Python Tech Lead
Backend Engineering — Python (Django / Flask)
B.E/B.TECH
We are looking for an experienced Tech Lead to drive the design, development, and delivery of our backend systems. In this role you will combine hands-on engineering with technical leadership — setting direction, mentoring engineers, and owning the quality and scalability of the services your team builds.
You will work primarily within a Python ecosystem (Django or Flask), deploy and operate workloads on AWS, and design event-driven data flows using Apache Kafka. Beyond writing code, you will be accountable for architecture decisions, engineering standards, and the growth of the people on your team.
- Lead the technical design and architecture of backend services, APIs, and data pipelines, balancing scalability, reliability, and maintainability.
- Own delivery of features end to end — from requirements and design through implementation, code review, testing, deployment, and production support.
- Provide hands-on engineering contribution, writing high-quality, well-tested Python code and setting the standard for the team.
- Mentor and guide engineers, conducting code reviews, pairing, and supporting career growth and skill development.
- Define and enforce engineering best practices around coding standards, testing, CI/CD, observability, and security.
- Collaborate with product managers, designers, and other stakeholders to translate business goals into technical roadmaps.
- Design and operate event-driven systems using Kafka for reliable, scalable inter-service communication.
- Manage cloud infrastructure and deployments on AWS, optimising for cost, performance, and resilience.
- Identify and resolve technical debt, performance bottlenecks, and production incidents.
The following sections outline the core experience we require. Strong candidates will demonstrate depth across all of these areas.
- Breadth: A minimum of 8 years of professional software engineering experience, with a track record of shipping and maintaining production-grade systems.
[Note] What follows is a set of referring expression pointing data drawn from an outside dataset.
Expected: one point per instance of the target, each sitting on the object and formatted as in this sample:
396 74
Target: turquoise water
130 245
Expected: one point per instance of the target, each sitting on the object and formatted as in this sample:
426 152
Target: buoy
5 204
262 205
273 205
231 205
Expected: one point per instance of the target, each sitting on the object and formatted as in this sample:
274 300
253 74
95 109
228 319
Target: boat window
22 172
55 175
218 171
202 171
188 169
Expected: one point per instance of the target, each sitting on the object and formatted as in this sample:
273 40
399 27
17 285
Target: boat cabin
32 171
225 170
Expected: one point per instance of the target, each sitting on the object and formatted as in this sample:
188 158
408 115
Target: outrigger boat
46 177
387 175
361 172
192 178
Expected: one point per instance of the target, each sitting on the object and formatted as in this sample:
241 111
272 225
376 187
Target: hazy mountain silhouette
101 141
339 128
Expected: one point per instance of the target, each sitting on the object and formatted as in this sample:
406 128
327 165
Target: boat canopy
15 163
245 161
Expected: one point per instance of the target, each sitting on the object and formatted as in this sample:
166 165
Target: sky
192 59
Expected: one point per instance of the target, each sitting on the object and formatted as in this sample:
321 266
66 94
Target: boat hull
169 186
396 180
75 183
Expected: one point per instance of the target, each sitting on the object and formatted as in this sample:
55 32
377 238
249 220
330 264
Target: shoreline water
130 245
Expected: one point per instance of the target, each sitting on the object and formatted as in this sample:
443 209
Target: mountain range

- Depth: Demonstrated progression from individual contributor to a senior or lead-level engineer, with ownership of significant features or systems.
- Fundamentals: Strong grounding in software design principles, data structures, algorithms, API design, and system architecture.
- Lifecycle: Experience across the full software development lifecycle — requirements, design, implementation, testing, deployment, and maintenance.
- Core Python: At least 5 years of hands-on experience building applications in Python, with deep knowledge of the language and its ecosystem.
- Frameworks: Production experience with Django or Flask, including building and maintaining RESTful APIs and web services.
- Data & ORM: Proficiency with relational databases (e.g. PostgreSQL, MySQL) and ORMs such as Django ORM or SQLAlchemy, including query optimisation.
- Quality: Strong testing discipline using frameworks such as pytest or unittest, and experience integrating tests into CI pipelines.
- Performance: Experience profiling, debugging, and scaling Python services under real-world load.
- Hands-on: Practical, developer-focused experience building and deploying applications on AWS — not just consuming managed services superficially.
- Core services: Working knowledge of services such as EC2, S3, Lambda, RDS, IAM, and API Gateway in the context of application development.
- Deployment: Experience packaging and deploying applications using containers (Docker), and familiarity with ECS/EKS or similar.
- Operations: Understanding of monitoring, logging, and alerting on AWS (e.g. CloudWatch) to keep services healthy in production.
- Best practices: Awareness of security, cost-efficiency, and infrastructure-as-code (e.g. CloudFormation or Terraform) is a strong plus.
- Leadership tenure: A minimum of 3 years leading engineering teams or squads, whether as a tech lead, team lead, or engineering manager.
- Mentorship: Proven ability to mentor and grow engineers through code reviews, pairing, and structured feedback.
- Delivery ownership: Experience planning, estimating, and delivering projects on time while managing scope and technical trade-offs.
- Collaboration: Skilled at working cross-functionally with product, design, and other engineering teams to align on goals and priorities.
- Communication: Excellent written and verbal communication, able to explain complex technical concepts to both technical and non-technical audiences.
- Practical experience: At least 1 year of hands-on experience working with Apache Kafka in a production or near-production environment.
- Producers & consumers: Experience designing and implementing Kafka producers and consumers, including topic and partition design.
- Event-driven design: Understanding of event-driven architecture patterns, message ordering, delivery guarantees, and schema management.
- Reliability: Familiarity with handling failure scenarios such as retries, dead-letter queues, and consumer lag monitoring.
- Experience with asynchronous task queues (e.g. Celery, RQ) and caching layers (e.g. Redis).
- Exposure to microservices architecture and service-to-service communication patterns.
- Familiarity with CI/CD tooling (e.g. GitHub Actions, GitLab CI, Jenkins).
- Contributions to open-source projects or an active engineering community presence.
- Experience working in Agile / Scrum environments.
- A pragmatic, ownership-driven mindset and a bias toward delivering value.
- Strong problem-solving skills and sound technical judgement under ambiguity.
- A collaborative attitude and genuine investment in the growth of your teammates.
- Commitment to quality, security, and continuous improvement.